Yesterday a group passed by and the women made passing comments about the stones being balanced but one of the men in their group refused to get it. He dropped behind them and tried to slow them up, dissuading them from their false beliefs.

He had his thumb stuck out like some dumb hitchhiker, pointing back in the direction of the rocks and shouted forward to his group, “They’re glued; they’re not balanced. What are you talking about?”

The fact that they were largely ignoring him spurred him on. The whole troupe of them disappeared from my sight around a curve in the seawall, but minutes later he came back like a creature from a Wile E. Coyote cartoon, looking in all directions to see if anyone was watching him and then he lowered himself over the edge of the wall onto the rocks below.

He approached one of the smaller structures, balanced on a rock that was fairly accessible and fumbling with both hands made a scrambling climb to the top, where he stood upright and then paused to look over at me…the only person in sight at the moment.

He looked back over his shoulder in the direction his group had gone hoping to prove his point but his body language told that they were no longer watching.

Then he positioned his hand over the topmost tiniest rock (one that he was certain was glued in place) and prepared to try and pick it up to prove his point.

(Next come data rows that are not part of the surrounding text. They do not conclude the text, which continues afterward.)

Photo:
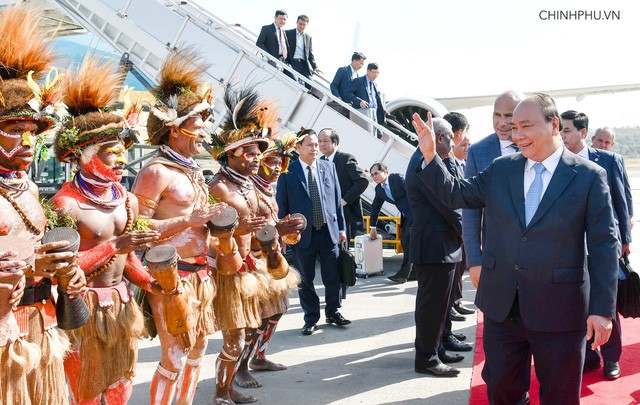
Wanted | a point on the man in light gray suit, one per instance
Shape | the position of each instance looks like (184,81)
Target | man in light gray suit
(538,296)
(301,49)
(481,154)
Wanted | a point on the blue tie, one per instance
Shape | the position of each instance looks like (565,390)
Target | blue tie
(387,191)
(534,195)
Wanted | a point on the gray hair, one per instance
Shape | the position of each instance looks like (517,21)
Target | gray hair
(441,126)
(606,129)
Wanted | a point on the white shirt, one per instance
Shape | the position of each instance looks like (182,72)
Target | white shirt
(314,167)
(354,73)
(332,156)
(549,164)
(299,53)
(584,152)
(505,148)
(278,30)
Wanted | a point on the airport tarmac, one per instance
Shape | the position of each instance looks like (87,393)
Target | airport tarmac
(367,362)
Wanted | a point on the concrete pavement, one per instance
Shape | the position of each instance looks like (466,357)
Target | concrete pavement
(367,362)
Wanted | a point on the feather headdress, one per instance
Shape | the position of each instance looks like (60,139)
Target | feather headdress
(94,88)
(284,147)
(25,54)
(249,119)
(179,95)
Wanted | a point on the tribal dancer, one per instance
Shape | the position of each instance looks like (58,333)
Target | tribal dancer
(239,148)
(105,350)
(172,192)
(32,369)
(274,162)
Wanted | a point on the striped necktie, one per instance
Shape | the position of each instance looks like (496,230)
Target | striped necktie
(316,205)
(534,195)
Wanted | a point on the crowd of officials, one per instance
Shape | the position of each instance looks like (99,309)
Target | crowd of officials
(537,217)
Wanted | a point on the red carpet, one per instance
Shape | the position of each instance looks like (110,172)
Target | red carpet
(595,389)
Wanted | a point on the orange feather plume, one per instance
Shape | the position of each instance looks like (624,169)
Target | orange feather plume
(94,86)
(23,45)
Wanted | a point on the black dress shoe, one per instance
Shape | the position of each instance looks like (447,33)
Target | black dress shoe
(461,309)
(454,316)
(611,370)
(338,320)
(308,328)
(454,345)
(440,370)
(397,280)
(590,365)
(448,357)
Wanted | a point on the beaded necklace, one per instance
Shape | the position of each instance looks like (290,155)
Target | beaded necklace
(118,192)
(127,228)
(245,186)
(32,227)
(16,181)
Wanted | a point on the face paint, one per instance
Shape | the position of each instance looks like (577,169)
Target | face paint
(192,134)
(27,139)
(97,167)
(24,139)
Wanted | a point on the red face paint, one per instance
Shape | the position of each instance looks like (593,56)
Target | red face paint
(102,171)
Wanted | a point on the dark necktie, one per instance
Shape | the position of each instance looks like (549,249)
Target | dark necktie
(316,205)
(283,46)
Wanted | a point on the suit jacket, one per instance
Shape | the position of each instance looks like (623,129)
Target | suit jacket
(544,262)
(353,182)
(268,41)
(308,48)
(480,156)
(612,163)
(399,194)
(342,83)
(292,195)
(359,92)
(436,229)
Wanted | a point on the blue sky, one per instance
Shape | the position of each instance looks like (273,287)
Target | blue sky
(464,48)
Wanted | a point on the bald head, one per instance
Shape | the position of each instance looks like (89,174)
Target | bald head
(536,127)
(604,138)
(503,108)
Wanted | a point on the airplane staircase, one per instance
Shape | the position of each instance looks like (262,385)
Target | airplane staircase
(147,30)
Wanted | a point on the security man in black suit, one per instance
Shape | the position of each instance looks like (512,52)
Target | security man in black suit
(301,49)
(273,40)
(436,247)
(390,188)
(351,177)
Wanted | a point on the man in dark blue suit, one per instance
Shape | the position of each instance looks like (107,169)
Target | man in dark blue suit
(364,93)
(605,139)
(575,126)
(436,247)
(480,156)
(351,178)
(273,39)
(311,188)
(301,49)
(538,297)
(390,188)
(342,80)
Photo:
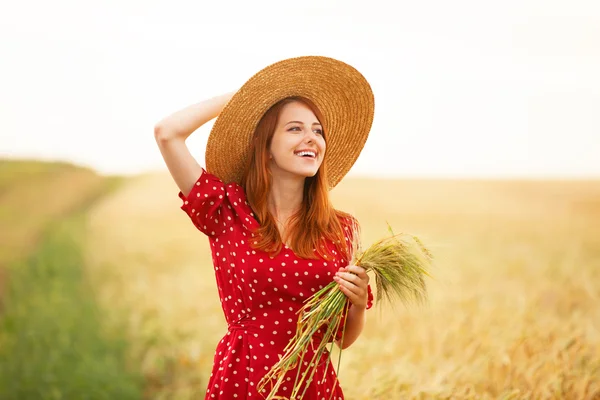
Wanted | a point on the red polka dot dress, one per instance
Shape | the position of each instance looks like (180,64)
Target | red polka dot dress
(259,295)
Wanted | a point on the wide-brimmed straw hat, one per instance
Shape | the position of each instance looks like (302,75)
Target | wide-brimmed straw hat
(339,91)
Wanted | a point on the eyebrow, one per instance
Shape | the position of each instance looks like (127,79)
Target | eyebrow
(301,123)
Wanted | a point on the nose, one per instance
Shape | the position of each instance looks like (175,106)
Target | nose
(310,136)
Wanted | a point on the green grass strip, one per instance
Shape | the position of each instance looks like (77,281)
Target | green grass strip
(53,344)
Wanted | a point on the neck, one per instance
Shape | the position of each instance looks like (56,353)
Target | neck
(285,197)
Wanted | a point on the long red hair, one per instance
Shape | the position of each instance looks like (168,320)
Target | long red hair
(316,221)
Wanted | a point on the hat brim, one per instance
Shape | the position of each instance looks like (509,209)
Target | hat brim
(341,93)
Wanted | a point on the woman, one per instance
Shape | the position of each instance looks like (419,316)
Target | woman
(278,145)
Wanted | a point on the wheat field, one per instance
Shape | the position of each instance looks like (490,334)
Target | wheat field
(514,302)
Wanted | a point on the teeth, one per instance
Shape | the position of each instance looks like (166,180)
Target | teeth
(306,153)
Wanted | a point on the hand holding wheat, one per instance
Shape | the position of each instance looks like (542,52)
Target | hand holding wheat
(399,263)
(353,281)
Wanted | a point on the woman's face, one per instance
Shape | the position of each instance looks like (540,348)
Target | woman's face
(298,146)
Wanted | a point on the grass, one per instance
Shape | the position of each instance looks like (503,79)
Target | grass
(54,342)
(512,312)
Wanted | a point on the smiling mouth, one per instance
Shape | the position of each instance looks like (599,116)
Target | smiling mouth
(306,154)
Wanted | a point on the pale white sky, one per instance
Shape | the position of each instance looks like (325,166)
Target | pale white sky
(462,88)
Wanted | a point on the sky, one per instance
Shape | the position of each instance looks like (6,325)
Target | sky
(462,88)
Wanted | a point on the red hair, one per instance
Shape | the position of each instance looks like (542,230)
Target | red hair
(316,221)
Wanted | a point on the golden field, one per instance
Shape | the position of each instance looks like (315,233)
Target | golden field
(514,309)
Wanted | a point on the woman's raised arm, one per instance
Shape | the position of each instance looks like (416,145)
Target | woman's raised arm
(172,131)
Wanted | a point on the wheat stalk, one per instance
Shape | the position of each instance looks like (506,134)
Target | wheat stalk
(399,264)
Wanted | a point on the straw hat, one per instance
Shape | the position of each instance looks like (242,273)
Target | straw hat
(341,93)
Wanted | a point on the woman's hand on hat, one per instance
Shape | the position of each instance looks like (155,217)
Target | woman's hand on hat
(353,281)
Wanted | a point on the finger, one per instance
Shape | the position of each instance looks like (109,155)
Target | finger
(350,286)
(360,271)
(350,277)
(352,296)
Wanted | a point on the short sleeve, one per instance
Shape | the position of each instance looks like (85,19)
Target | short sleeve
(207,205)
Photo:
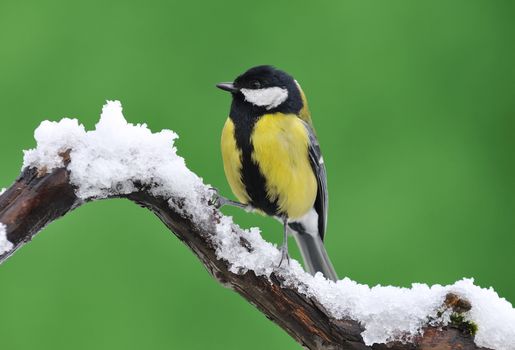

He looked at me one more time as he stood in live action pose and then looked back at the stones.

It was as though time was suspended, and all stood still. He didn’t move. I felt that there was a force field shielding the rocks from his intervention.

His hand was only inches away, and then after about a minute where nothing happened, he gestured with his finger (but did not touch) the littlest rock, jumped back down, scaled the seawall and hurried off to join his group.

There was something sacred about that moment in time when this obvious skeptic suspended his judgment which hung in balance like the stones he stood before.

Later on another group biked by where many were pausing to take cell phone snapshots and a woman shouted back to the man following her, “Take a picture, Harry!”

“I don’t have to”, he bravely responded. “I’ll remember it!”

I wish Kent had heard that one.

1 comment:

Anonymous said...

Dear Baba,

Thanks once again for bringing the Seawall alive in my memory. I used to walk it every day, and those balanced stones used to puzzle me as well, but I never thought of jumping down and knocking one over.

Your alert meditation on balance once again reminded me of how graceful you are in the face of adversity and my blessings are with you as you go about your solitary business of observing your outer and inner world, then writing about it with such eloquence.